I think if you disagree with what someone thinks, or plans to do, the rational response is an argument to persuade them that they are wrong. (This is true irrespectively of whether they were, themselves, arguing, and it goes for the fruit-seller, the wrestler, etc. too.)
Of course if what you want is to acquire fruit from someone or defeat them in wrestling—as opposed to showing them that they are wrong—then you should not use argument, but money/force.
This has led me to ponder the following question:
What is the difference between trying to persuade someone that something is the right or best thing for them to do, and trying to incentivize them to do that thing (by payment, or threats, etc.)?
I do believe there is a difference, but I do not have an adequate account of what the difference is.
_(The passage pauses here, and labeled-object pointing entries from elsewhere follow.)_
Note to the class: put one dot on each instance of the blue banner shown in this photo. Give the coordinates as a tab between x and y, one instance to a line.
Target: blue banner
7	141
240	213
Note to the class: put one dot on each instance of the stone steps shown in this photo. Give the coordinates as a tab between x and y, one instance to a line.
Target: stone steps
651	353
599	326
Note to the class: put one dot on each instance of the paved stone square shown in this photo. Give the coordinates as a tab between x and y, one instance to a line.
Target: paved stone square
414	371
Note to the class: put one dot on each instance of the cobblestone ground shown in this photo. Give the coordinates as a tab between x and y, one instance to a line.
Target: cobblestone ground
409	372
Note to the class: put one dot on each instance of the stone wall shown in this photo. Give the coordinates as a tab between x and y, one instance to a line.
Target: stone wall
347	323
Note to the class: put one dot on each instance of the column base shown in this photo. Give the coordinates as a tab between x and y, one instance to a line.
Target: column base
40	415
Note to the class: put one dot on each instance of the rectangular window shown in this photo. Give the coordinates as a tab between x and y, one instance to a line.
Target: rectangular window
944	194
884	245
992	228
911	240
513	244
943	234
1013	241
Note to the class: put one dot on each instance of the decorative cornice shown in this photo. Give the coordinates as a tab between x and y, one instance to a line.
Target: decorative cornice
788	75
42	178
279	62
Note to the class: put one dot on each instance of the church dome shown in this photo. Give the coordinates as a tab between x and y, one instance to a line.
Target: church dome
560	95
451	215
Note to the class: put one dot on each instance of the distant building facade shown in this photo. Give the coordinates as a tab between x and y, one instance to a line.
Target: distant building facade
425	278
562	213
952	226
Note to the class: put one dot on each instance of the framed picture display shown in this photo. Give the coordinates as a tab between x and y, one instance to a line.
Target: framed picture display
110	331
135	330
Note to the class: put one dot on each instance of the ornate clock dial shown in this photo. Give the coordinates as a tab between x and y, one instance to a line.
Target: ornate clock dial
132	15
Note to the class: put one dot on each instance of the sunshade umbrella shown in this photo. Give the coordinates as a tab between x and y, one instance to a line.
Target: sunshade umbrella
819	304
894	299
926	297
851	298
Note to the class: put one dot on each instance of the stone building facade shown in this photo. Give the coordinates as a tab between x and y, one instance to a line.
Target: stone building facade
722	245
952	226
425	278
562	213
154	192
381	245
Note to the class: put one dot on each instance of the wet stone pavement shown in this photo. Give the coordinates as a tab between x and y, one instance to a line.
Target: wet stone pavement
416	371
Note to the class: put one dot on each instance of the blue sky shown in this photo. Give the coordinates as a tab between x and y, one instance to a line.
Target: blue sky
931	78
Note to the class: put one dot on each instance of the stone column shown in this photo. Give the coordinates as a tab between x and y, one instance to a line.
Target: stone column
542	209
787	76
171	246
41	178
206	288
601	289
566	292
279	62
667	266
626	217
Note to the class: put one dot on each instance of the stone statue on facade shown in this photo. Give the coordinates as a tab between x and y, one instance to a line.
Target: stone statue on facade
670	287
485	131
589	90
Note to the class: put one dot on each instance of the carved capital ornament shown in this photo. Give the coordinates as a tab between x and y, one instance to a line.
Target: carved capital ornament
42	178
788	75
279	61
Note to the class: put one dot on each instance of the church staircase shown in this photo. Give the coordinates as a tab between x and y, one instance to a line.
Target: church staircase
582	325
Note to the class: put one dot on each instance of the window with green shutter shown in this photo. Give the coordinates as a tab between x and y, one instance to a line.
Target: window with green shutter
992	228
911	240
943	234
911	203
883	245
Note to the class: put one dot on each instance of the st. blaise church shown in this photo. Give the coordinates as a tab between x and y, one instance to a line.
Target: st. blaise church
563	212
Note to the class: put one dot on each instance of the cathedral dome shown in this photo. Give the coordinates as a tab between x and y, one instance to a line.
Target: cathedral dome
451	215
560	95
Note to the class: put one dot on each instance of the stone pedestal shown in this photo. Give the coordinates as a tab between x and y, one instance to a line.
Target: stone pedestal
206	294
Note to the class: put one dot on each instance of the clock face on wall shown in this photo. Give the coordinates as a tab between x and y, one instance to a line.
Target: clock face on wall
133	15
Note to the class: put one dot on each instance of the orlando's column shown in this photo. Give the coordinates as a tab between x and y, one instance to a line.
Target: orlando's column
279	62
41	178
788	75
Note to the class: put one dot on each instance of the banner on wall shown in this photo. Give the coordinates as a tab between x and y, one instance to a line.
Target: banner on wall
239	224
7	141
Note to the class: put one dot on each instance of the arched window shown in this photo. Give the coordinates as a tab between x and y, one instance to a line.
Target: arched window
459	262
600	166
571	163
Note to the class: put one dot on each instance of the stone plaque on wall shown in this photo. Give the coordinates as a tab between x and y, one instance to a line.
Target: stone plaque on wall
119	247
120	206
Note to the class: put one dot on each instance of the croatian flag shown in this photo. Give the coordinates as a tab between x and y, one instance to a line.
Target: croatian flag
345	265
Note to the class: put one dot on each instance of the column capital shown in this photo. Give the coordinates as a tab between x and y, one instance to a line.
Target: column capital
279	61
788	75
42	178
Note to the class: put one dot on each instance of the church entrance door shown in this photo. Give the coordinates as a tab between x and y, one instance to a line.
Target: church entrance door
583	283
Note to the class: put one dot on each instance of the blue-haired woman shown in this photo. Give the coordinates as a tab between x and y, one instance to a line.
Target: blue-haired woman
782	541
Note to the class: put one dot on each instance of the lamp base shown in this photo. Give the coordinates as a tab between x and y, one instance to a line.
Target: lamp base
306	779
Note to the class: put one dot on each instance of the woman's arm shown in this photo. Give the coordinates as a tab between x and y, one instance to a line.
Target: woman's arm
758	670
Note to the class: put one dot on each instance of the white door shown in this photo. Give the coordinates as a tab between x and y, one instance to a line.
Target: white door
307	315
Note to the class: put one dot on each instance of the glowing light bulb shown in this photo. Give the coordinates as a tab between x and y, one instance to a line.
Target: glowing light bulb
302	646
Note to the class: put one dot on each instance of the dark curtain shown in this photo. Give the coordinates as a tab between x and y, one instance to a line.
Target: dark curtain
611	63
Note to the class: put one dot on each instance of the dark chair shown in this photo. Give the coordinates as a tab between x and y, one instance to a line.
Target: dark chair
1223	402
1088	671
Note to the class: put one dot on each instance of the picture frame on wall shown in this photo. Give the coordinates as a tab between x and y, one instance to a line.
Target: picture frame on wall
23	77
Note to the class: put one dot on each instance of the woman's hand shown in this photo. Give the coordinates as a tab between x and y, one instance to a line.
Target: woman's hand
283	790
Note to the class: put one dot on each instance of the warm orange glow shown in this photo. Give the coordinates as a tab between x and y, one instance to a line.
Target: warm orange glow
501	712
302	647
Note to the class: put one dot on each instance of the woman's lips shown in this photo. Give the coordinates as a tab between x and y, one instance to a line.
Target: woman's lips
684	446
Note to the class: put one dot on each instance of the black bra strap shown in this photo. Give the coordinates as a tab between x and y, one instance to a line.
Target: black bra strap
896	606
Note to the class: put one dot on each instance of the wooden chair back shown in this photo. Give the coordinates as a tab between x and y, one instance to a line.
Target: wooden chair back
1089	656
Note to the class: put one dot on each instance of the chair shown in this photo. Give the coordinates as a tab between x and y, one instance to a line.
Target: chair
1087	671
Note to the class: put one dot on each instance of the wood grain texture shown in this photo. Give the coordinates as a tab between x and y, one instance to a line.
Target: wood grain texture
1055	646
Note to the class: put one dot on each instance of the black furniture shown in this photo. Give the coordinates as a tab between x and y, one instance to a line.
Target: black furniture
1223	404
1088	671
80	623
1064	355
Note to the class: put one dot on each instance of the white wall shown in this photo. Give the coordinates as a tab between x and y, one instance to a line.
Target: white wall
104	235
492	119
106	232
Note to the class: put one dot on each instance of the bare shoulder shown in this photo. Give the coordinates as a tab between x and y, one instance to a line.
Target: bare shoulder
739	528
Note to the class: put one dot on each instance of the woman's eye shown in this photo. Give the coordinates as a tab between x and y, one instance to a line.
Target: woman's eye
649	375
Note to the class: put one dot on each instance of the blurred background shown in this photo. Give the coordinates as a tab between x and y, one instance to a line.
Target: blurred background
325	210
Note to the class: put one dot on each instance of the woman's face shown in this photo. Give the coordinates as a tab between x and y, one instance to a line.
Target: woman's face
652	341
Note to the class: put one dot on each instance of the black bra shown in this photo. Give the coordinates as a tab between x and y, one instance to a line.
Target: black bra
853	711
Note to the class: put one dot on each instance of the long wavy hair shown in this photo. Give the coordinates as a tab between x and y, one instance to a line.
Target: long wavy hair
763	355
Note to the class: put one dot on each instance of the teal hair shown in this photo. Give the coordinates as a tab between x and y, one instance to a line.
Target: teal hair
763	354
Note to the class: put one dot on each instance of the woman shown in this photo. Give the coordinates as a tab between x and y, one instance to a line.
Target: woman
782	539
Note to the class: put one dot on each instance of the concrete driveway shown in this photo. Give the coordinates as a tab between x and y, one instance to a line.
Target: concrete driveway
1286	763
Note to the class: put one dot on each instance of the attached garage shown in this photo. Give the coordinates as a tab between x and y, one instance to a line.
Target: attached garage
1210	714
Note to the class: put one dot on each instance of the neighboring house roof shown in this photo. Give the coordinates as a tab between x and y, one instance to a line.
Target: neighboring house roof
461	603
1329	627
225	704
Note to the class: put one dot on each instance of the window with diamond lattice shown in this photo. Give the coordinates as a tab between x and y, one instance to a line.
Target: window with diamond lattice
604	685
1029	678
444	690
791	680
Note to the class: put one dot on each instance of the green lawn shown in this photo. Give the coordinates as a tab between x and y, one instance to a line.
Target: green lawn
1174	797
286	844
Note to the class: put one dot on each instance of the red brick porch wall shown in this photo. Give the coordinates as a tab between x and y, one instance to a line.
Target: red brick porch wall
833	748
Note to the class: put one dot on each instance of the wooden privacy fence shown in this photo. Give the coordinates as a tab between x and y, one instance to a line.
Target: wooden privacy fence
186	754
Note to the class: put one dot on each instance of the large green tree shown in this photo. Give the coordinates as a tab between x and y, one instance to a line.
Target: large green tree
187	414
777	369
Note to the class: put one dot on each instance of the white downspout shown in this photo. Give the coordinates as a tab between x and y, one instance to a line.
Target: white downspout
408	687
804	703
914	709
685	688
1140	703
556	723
Thanks for bringing this problem to my attention.
Yes, good point, thanks for the request for clarification.
I think there is a third kind of rationality, called “communicative rationality”
See this tweet: https://twitter.com/AgnesCallard/status/1276531044024451073?s=20
(and also my replies to questions therein)
I think there is such a thing as “communicating well” where “well” picks out internal norms of communication (not, e.g. in such a way as to conduce instrumentally to my interests or to my having truer beliefs—bc it could happen that lying to you serves either of those ends) and that is what I mean by “communicating rationally”
The goals of such communication are what I called (in the tweet thread) “bidirectional likemindedness”—that we think the same thing, but not bc it’s determined in advance that you will think what I (independently) thought or that I will think what you (independently) thought.